80% of Clothing is Purchased in Store. Is That About to Change?
The digital revolution has brought many exciting changes to the way that retail works. The convenience of online shopping today is remarkable when compared with recent years. However, the one industry that has remained relatively unchanged, is the fashion industry. 80% of clothing is still purchased in store, as opposed to online. But why is that?
Well, for one thing, you cannot deny the benefits of going in store and being able to try clothes on before you buy them. Yes, most online clothing retailers offer reasonable returns policies for garments that don’t fit. However, who can really be bothered with all of the hassle? Isn’t it easier to simply head to your local clothing outlet, try on a number of garments and then buy whatever fits the best?
Well, some digital distributers are trying to change all of that and to increase the number of people buying clothes online. Amazon is one of them. As you well know, Amazon is dominating the digital retail market and has been for some time. However, the one industry that they’ve been struggling to lead with is fashion retail. So, what are they proposing to do about it?
Ever heard of Stitch Fix?
Stich Fix is a $27 billion personalised clothing start up which has single-handedly revolutionised online clothes shopping. Their customers simply fill out a quick survey where they identify what clothes & styles that they like, and what they don’t. Then, they will provide information about their budget and lifestyle, so that Stitch Fix can find the most appropriate clothing solutions for them. Then, for $20, they get sent a box of clothing and accessories, and they keep what they want and send back what they don’t. It really is as simple as that!
How does Amazon aim to combat that?
That personal stylist method seems pretty difficult to beat, doesn’t it? Well, Amazon have taken that business model and made it that little bit more attractive. Having said that, the idea is still in its infancy and only available to women, so it’s hard to say as to whether or not it’s going to take off in a big way, however there is great potential. Here’s how it works:
Amazon will include a similar survey, identifying which styles work best for you. The difference is, rather than $20 a box, they will charge a flat fee of $4.99 a month. In addition to that, shoppers will be able to see what is in the box before it is sent, thus significantly reducing the amount of returns made. In any case, shoppers will have 7 days to use their resealable box, complete with a prepaid return label should they want to send anything back. Easy!
The personal stylist is the future of online fashion
The fact is, it’s quite difficult to stay on top of fashion trends when the industry is forever on the move. As such, there’s never been a better time for a “personal stylist/shopper” model to appear on the market. Yes, women tend to be much better at following fashion trends, and there’s certainly no denying that gay men are significantly better dressed than straight men as a whole (I can’t tell you how many times I’ve been told “You’re not leaving the house in that!”. So, this stylist curated subscription model will likely be aimed towards straight men. What could be better than being told exactly what to wear, looking great, and saving loads of money while you’re at it? Perfect!

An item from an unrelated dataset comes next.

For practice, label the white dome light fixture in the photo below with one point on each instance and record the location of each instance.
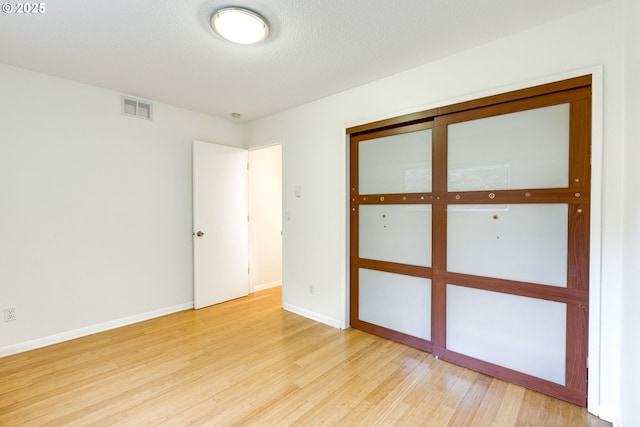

Another target would be children with busy parents! Kids are forever outgrowing their clothes and constantly having to find the time to take them in store (what feels like once a week) for a new outfit, simply isn’t viable. Having a steady supply of children’s clothing that will actually fit your ever-stretching sprout delivered to your door on the other hand, is much more attractive. Kids clothing retailers should take note!